The MFA processes exclusively the categories of personal data necessary for the examination of visa applications as established at the level of the European Union and national legislation. The MFA does not require or process sensitive data other than that required for the examination of an application for Romanian entry visa and the issuance of a visa in accordance with the legal provisions; all personal data and any sensitive data is processed under strictly safe conditions.

 

DETAILS OF INTEREST:

 

  • All personal data requested via the forms available on the eViza external portal is made available to the diplomatic missions and consular offices of Romania where the visa application chooses to present oneself.
  • Data from the external portal is stored on a centralized secured server that belongs to the MFA of Romania.

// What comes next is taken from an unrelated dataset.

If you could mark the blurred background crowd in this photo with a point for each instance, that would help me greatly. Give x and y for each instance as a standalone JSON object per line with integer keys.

When a visa file is sent to a diplomatic mission / consular office of Romania, it will be transferred to the internal portal related to eViza, being stored on a secured central server in the internal network of the MFA of Romania. At this time, personal data from the external portal will be transferred entirely to the secured network of the MFA, no longer available online.
  • When a visa applicant does not finish to fill in an application file, the partial personal data filled-in on the external portal, is stored on the central server that corresponds to the external portal of the MFA for a time period of 30 days. Upon expiration of this time period, the incomplete file and all related data filled-in, will be automatically deleted and no longer available online.
  • Personal data supplied via online visa application files, in the eViza portal, will be made available only to the competent Romanian authorities and will be processed by these authorities solely for the purpose of deciding as regards visa applications sent via this portal. This data may also be input and stored into databases accessible solely to the national Romanian authorities that exercise competencies in the field of visas, as per national legislation in force.
  • Identity of the Controller: exclusively the Romanian Ministry of Foreign Affairs, through the Romanian diplomatic missions and consular offices abroad.
  • The purpose for which data is processed is exclusively processing / examining visa applications made by third state nationals subject to the visa requirement to travel to Romania and, as the case may be, for issuing visas for entry on Romanian territory. Issued visas can also be annulled and revoked in accordance with legal provisions.
  • Recipients of personal data provided for the purpose of requesting Romanian entry visas: solely the competent national authorities provided for in art. 30 of Government Emergency Ordinance n° 194/2002 on the regime of aliens in Romania, with subsequent amendments and additions, as well as the competent authorities with the control at the state border crossing points. The data transmitted through the electronic files created via the eViza portal can be accessed exclusively by the MFA.
  • Visa applicants who do not consider necessary to provide the personal data needed to fill in the standard visa application forms shall take into account that the refusal to provide all the necessary data may lead to the rejection of visa applications.